The market, these days, seems less enamoured of the Nestor of the JSE’s broader tech sector, Altron. In fact, the market has seemed distinctly undecided, looking at the share price spikes in early January and late May this year.
The share is down more than 20% since the end of May and it’s worth watching for further weakness after the release of mixed interim numbers this month. Punters may, justifiably, argue that slow burners such as Datatec, fast-recovering iOCO and the sprightly Karooooo look like more compelling tech-flavoured options. I can’t disagree. But Altron, for the patient investor, holds some promise in its key business segments and, I think, some interesting optionality on the dealmaking front.
It’s not been the best time for Altron, with its share price down 11%, 17% and 9% respectively across 12 months, six months and three months. The share is now settled closer to its R16.50 12-month low than its R25 annual high. While the interim performance was nothing to write home about, the strident growth in dividends stands out. The interim payouts have grown since the first half of the 2024 financial year from 25c a share to 40c in 2025, and now 48c for the 2026 interim period. Those are confident increases that suggest management is banking on a sustained building of margins, market share and operating cash flows.
Altron CEO Werner Kapp talked of a “high-performance culture” — not a term casual observers would apply to Altron, especially those (myself included) who viewed the tech conglomerate as ripe for a breakup, with a separate listing for the Netstar vehicle tracking and fleet management business. The body language at the investor presentation suggested that the centre will hold at Altron, even if some market watchers might still bristle at the stark contrast in the margins of the platform businesses (Netstar and fintech) at 22% and IT services at a paltry 7%.

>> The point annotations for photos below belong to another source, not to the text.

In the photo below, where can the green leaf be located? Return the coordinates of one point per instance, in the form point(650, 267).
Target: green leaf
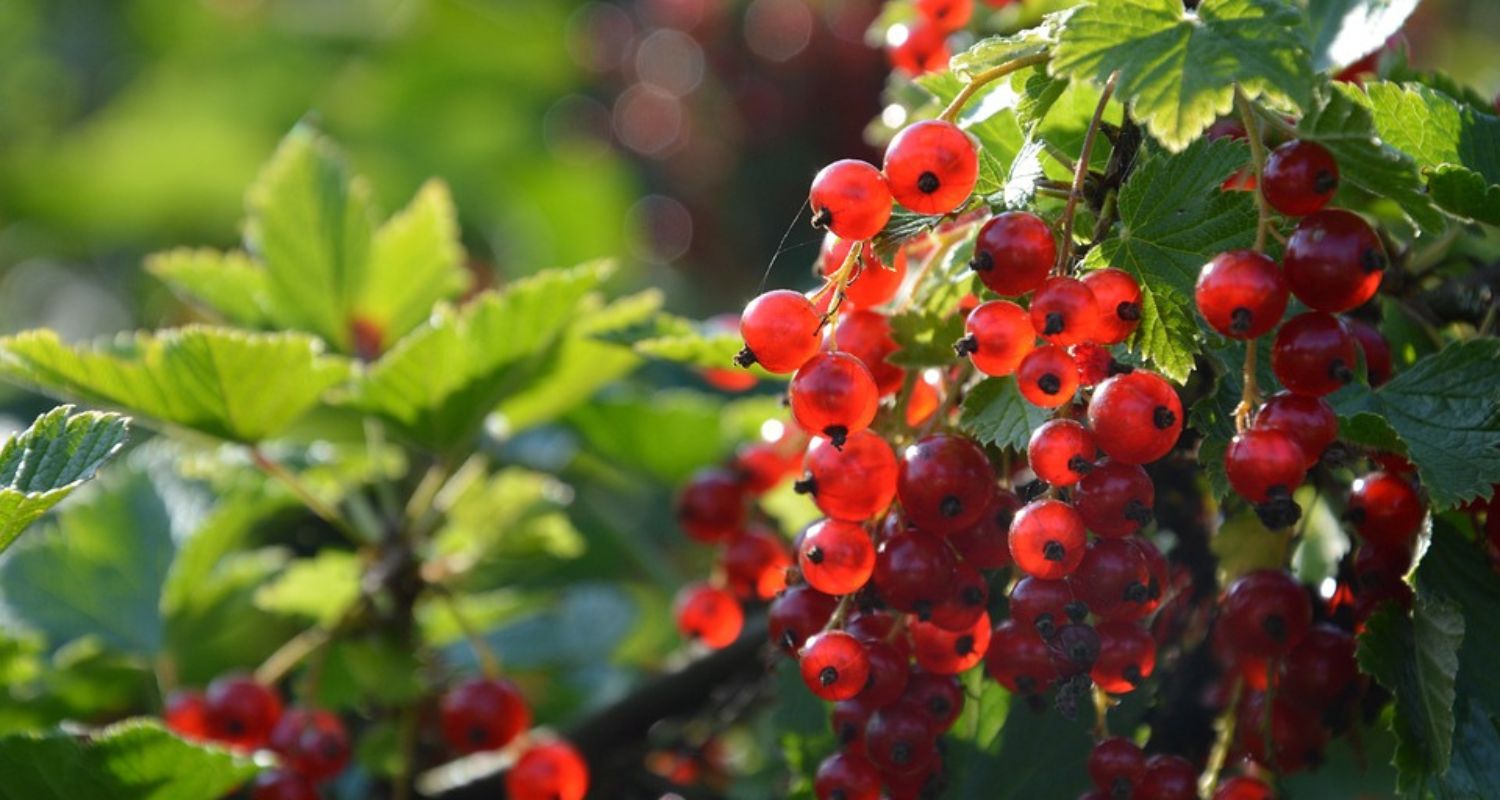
point(45, 463)
point(1418, 661)
point(1178, 68)
point(1347, 30)
point(1173, 219)
point(1446, 412)
point(134, 760)
point(996, 413)
point(224, 383)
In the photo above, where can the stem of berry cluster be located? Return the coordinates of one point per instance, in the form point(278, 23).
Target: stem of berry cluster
point(1080, 173)
point(987, 77)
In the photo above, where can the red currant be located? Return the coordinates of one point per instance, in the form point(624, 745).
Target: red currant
point(1299, 177)
point(1334, 261)
point(851, 200)
point(932, 167)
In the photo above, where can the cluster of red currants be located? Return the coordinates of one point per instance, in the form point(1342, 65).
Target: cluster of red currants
point(312, 746)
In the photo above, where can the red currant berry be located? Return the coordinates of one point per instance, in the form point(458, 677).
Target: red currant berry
point(1014, 252)
point(945, 484)
point(552, 770)
point(1019, 659)
point(1047, 377)
point(1308, 421)
point(1241, 294)
point(240, 712)
point(1313, 354)
point(999, 335)
point(1266, 614)
point(1386, 511)
point(797, 614)
point(1061, 452)
point(1047, 539)
point(834, 395)
point(483, 715)
point(1115, 499)
point(1118, 296)
point(834, 665)
point(1299, 177)
point(932, 167)
point(851, 200)
point(1064, 311)
point(845, 776)
point(855, 482)
point(1334, 261)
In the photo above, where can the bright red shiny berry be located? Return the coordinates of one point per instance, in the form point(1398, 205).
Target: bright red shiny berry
point(1047, 539)
point(932, 167)
point(851, 200)
point(1334, 261)
point(1299, 177)
point(483, 715)
point(1313, 354)
point(1136, 418)
point(552, 770)
point(1241, 293)
point(1014, 252)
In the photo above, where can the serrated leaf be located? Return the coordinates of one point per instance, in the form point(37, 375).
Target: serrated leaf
point(45, 463)
point(1446, 412)
point(134, 760)
point(996, 413)
point(1178, 68)
point(1173, 219)
point(224, 383)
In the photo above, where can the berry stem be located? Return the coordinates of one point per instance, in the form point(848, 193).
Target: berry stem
point(1080, 173)
point(987, 77)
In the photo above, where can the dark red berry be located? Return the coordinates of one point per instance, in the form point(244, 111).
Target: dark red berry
point(1334, 261)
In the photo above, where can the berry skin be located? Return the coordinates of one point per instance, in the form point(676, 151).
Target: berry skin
point(1127, 658)
point(836, 557)
point(1299, 177)
point(851, 200)
point(1064, 311)
point(1385, 511)
point(845, 776)
point(999, 335)
point(932, 167)
point(833, 395)
point(482, 715)
point(1061, 452)
point(1115, 499)
point(1047, 539)
point(1014, 252)
point(834, 665)
point(708, 614)
point(1313, 354)
point(1047, 377)
point(1116, 764)
point(552, 770)
point(312, 743)
point(945, 484)
point(1019, 659)
point(1308, 421)
point(1118, 297)
point(1334, 261)
point(797, 614)
point(1266, 614)
point(240, 712)
point(780, 330)
point(1265, 464)
point(1241, 294)
point(873, 284)
point(1136, 418)
point(855, 482)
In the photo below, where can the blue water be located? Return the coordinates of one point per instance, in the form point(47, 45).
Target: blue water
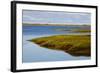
point(34, 53)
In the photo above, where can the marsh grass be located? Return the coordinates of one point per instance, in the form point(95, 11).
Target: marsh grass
point(76, 45)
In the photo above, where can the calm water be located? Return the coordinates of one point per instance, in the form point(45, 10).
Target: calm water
point(34, 53)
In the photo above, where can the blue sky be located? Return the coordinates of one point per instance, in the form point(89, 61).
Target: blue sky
point(55, 17)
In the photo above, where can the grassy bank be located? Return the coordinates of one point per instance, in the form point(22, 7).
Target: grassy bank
point(76, 45)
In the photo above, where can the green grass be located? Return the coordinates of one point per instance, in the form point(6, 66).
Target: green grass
point(76, 45)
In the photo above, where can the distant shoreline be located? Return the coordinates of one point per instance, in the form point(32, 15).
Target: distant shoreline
point(25, 24)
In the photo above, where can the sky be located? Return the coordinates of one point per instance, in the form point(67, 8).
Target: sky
point(55, 17)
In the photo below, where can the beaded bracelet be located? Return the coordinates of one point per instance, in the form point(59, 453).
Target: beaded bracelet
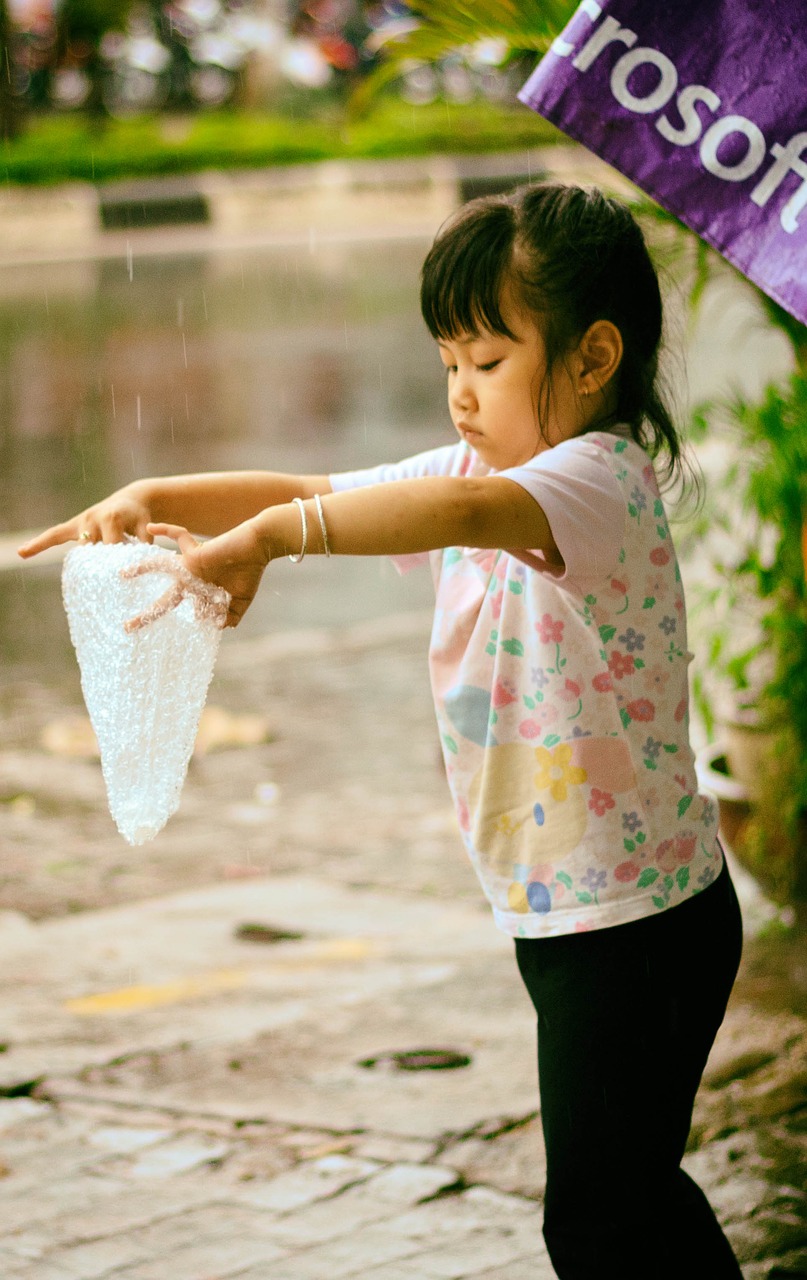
point(322, 522)
point(300, 506)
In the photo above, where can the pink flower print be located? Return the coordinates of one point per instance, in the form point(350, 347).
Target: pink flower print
point(548, 630)
point(642, 709)
point(601, 801)
point(504, 694)
point(655, 680)
point(625, 872)
point(570, 691)
point(530, 728)
point(620, 664)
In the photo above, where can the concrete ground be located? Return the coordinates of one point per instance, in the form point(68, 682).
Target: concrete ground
point(197, 1054)
point(197, 1075)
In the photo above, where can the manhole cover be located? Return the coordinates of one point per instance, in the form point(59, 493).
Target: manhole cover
point(418, 1060)
point(265, 933)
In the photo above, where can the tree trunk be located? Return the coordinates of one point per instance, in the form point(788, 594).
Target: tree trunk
point(9, 112)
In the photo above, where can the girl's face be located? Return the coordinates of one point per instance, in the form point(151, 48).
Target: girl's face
point(493, 385)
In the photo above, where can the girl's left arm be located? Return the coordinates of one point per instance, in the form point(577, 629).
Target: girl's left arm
point(407, 516)
point(395, 519)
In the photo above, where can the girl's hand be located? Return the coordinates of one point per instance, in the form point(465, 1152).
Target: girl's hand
point(124, 512)
point(235, 561)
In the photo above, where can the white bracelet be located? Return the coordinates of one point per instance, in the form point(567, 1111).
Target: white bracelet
point(322, 522)
point(300, 506)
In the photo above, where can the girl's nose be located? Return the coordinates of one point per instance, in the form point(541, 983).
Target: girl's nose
point(461, 394)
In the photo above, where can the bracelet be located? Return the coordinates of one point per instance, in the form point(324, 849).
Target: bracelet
point(322, 522)
point(300, 506)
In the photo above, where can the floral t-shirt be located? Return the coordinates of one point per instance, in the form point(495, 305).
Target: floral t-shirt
point(561, 696)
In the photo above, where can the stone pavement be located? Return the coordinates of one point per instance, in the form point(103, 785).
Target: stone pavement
point(197, 1073)
point(183, 1100)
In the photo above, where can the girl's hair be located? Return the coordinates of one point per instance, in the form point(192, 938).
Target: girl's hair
point(574, 256)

Of course, Netstar remains key to Altron’s short- to medium-term fortunes. Though Karooooo, the owner of Cartrack, is still setting a cracking pace, the overall picture at Netstar no longer induces as many winces as in previous years. Subscribers are up 11% to 2.1-million, with annuity revenue at 90%. While the churn rate edged up to 18% (17%), the ebitda margin was a well-reinforced 44%. Kapp said Netstar is “exceptionally well positioned for growth”, and reported that the Australian segment is expected to break even by the end of the financial year.

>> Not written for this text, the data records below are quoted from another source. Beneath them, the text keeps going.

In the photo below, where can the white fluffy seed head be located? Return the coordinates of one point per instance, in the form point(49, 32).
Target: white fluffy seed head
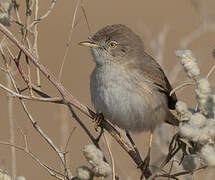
point(103, 169)
point(192, 162)
point(189, 63)
point(182, 110)
point(208, 154)
point(20, 178)
point(203, 88)
point(84, 173)
point(189, 132)
point(5, 12)
point(93, 155)
point(197, 120)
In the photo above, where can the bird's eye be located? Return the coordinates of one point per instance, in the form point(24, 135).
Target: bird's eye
point(112, 44)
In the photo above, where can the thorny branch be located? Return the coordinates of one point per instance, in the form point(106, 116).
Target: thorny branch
point(69, 100)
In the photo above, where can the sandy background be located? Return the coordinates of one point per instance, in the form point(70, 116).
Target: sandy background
point(174, 21)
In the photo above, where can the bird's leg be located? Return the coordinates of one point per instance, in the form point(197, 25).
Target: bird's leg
point(147, 158)
point(97, 120)
point(131, 141)
point(146, 161)
point(100, 134)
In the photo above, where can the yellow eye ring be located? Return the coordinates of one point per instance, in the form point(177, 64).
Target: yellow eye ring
point(112, 44)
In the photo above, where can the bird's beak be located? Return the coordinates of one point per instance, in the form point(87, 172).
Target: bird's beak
point(88, 44)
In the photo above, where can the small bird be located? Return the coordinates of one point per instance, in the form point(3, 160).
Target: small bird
point(127, 85)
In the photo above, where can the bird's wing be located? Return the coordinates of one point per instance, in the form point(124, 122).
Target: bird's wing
point(151, 70)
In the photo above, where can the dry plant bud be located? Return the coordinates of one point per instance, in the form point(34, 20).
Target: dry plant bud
point(189, 132)
point(208, 154)
point(213, 52)
point(203, 92)
point(84, 173)
point(103, 169)
point(189, 63)
point(93, 155)
point(4, 175)
point(5, 12)
point(20, 178)
point(183, 111)
point(197, 120)
point(192, 162)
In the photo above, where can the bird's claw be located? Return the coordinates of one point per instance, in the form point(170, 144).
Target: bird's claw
point(97, 120)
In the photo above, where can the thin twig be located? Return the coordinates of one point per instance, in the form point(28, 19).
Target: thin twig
point(51, 171)
point(69, 40)
point(51, 7)
point(70, 100)
point(111, 156)
point(210, 72)
point(180, 87)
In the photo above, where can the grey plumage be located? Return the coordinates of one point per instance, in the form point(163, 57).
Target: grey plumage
point(127, 85)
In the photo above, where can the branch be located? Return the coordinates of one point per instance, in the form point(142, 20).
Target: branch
point(70, 100)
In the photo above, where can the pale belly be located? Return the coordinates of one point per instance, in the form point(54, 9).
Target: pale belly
point(123, 103)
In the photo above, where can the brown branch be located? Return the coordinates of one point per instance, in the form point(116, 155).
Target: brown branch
point(70, 100)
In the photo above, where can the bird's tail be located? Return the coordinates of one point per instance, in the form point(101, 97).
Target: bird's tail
point(172, 119)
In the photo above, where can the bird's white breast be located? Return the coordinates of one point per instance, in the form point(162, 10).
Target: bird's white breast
point(114, 93)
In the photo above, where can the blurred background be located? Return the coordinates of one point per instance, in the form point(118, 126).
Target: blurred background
point(164, 26)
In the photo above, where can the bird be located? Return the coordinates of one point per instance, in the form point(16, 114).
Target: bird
point(127, 85)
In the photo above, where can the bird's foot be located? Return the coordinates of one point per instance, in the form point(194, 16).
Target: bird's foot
point(144, 165)
point(97, 120)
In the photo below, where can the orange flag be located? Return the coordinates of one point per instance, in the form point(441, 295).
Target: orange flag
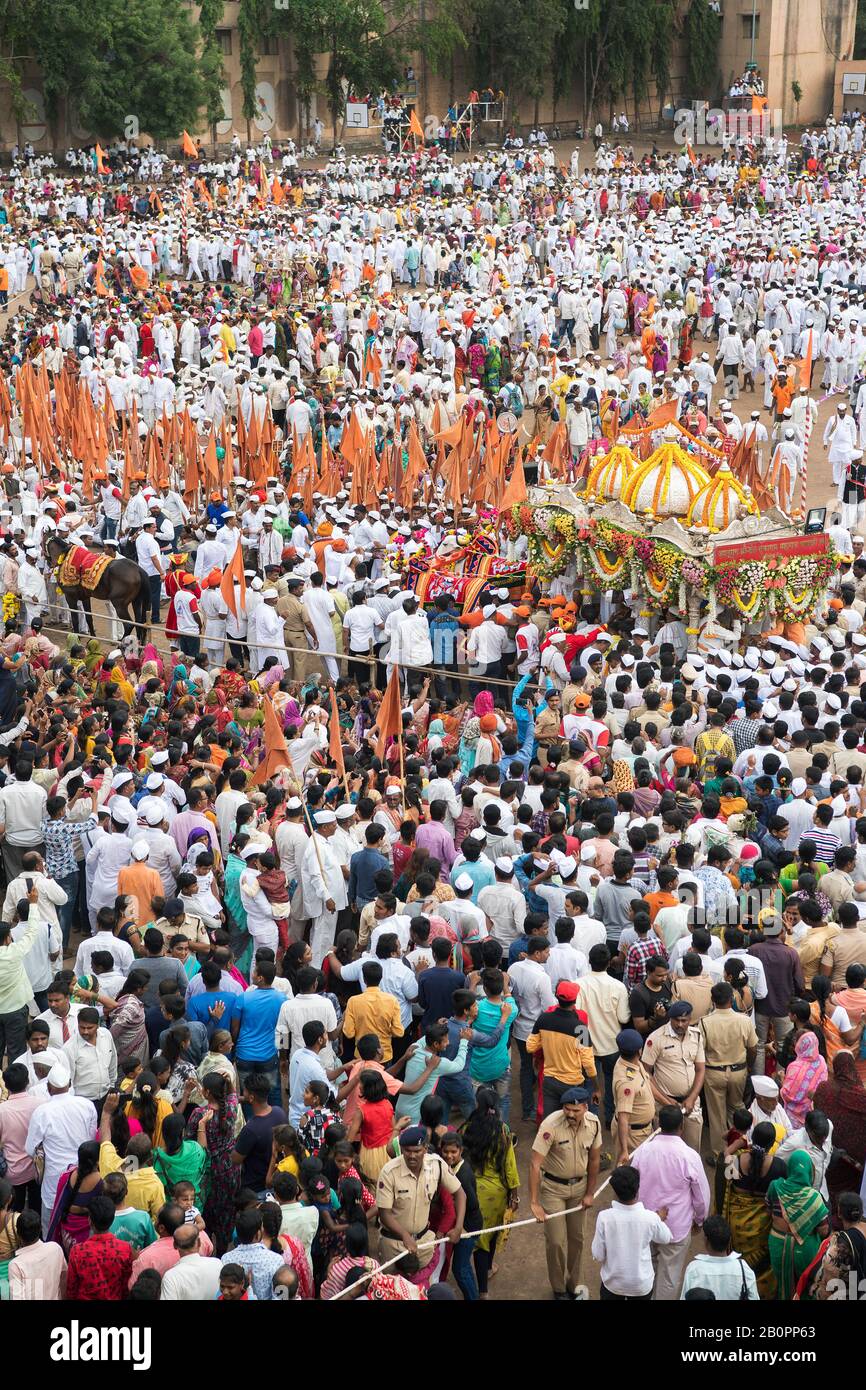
point(516, 489)
point(805, 363)
point(389, 719)
point(275, 748)
point(335, 744)
point(211, 463)
point(234, 571)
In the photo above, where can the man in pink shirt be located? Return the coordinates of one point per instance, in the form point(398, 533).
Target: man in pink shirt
point(435, 838)
point(163, 1254)
point(674, 1184)
point(14, 1122)
point(369, 1059)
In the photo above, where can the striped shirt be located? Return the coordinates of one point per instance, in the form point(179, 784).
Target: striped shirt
point(824, 843)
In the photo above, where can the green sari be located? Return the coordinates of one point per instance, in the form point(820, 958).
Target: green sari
point(804, 1211)
point(191, 1164)
point(239, 937)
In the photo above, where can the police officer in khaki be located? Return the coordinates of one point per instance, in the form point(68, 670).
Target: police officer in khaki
point(730, 1045)
point(563, 1173)
point(403, 1196)
point(634, 1104)
point(673, 1057)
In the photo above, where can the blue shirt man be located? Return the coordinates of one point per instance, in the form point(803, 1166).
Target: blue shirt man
point(363, 868)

The overall picture at Netstar no longer induces as many winces as in previous years
The very promising fintech segment was in fine fettle too, but the gloss came off with a horrible fizzle at Altron Digital Business (ADB), which hurtled into the red. Kapp said the first quarter (March to end-May) was “probably the worst order intake I’ve seen in IT for a really long time”. At least Altron executives took the opportunity to take out about R150m in costs at ADB, but that did not stop investors asking why this business had underperformed so badly against a listed peer such as iOCO.
Predictably, questions were also raised about whether ADB really belonged in the group, its cyclical nature putting it at odds with the high annuity flows of Netstar and the fintech segment.

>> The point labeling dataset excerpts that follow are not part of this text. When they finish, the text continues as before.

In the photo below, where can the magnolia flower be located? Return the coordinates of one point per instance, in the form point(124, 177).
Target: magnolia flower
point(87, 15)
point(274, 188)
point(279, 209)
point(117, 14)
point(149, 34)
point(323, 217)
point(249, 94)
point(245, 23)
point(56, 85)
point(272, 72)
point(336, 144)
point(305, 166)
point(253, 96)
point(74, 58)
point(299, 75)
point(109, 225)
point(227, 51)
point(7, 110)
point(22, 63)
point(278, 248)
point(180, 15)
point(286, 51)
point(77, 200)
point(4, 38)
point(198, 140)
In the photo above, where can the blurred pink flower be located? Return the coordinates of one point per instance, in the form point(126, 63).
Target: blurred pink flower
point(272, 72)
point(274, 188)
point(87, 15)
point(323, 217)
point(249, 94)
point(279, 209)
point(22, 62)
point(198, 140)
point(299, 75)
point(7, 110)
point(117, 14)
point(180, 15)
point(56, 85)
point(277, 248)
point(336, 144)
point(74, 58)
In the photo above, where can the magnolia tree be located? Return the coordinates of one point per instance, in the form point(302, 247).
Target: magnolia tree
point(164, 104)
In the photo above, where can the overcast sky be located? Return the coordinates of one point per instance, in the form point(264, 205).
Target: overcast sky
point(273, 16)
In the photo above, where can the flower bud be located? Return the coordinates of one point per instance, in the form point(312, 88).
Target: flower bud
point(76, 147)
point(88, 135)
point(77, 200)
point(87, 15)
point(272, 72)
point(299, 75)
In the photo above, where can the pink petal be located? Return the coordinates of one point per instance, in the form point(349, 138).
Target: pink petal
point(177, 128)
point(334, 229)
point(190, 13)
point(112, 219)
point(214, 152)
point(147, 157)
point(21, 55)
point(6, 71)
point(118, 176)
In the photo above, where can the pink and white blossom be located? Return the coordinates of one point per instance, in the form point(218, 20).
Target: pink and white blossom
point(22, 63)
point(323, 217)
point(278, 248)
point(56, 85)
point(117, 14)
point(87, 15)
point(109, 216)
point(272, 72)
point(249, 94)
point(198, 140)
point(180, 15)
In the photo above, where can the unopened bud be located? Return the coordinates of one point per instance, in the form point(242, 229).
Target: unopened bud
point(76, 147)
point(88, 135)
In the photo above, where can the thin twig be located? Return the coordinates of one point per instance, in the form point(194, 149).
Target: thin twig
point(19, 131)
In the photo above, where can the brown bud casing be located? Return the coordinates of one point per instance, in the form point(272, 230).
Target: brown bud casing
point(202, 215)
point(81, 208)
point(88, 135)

Interestingly, investors at the presentation were also keen to know whether Altron had looked at possible deals with complementary fintech/tech businesses such as Bank Zero, iOCO and Jumo. Yes, it had … along with a number of other acquisition possibilities. But the executives warned against dealmaking fomo, saying: “If there is no strategic rationale, we don’t even look at the numbers.”
Altron, in the meantime, seems very excited about its AI Factory — the first in Africa and a possible game-changer that comes, I’m glad to see, without a hefty capital expenditure burden (a mere R20m has been spent on infrastructure). Still, I would not bet against Altron beefing up its fintech offering in the medium term or seeking deals to smooth out ADB’s performance. Araxi (formerly Capital Appreciation) and 4Sight spring to mind. Another year of downward drift in the share price might well see Altron’s major shareholders, including Value Capital Partners, stirring things up.
Speaking of moving and shaking, low-key packaging group Transpaco has added a fair bit of bulk to its plastics packaging hub with the R128m acquisition of Premier Plastics, a recycler of plastic materials as well as a supplier of recycled materials used mainly in carrier and refuse bags.
Transpaco did rather well out of its acquisition of two specialised businesses from Nampak many years ago, and Premier might be an opportunity to do the same. At the end of the 12 months to end-June this year, Premier turned over R503m and managed R17m at the level of net profit after tax. That net margin of 3.3% is well below what Transpaco achieves on its combined paper and plastics packaging business, last seen at over 6%. There’s presumably scope for improvement in Premier, remembering that Transpaco’s plastics segment turned over R1.26bn and showed R90m in pre-tax profit in the past financial year.
For thrill seekers, keep an eye on green energy business Montauk Renewables. Aktiv Asset Management, associated with asset manager Adrian Zetler, has built up a meaningful 15.7% stake in Montauk. Aktiv recently took Montauk to task publicly about several aspects of the renewable energy business in the US. I expect Aktiv won’t hesitate to up the ante.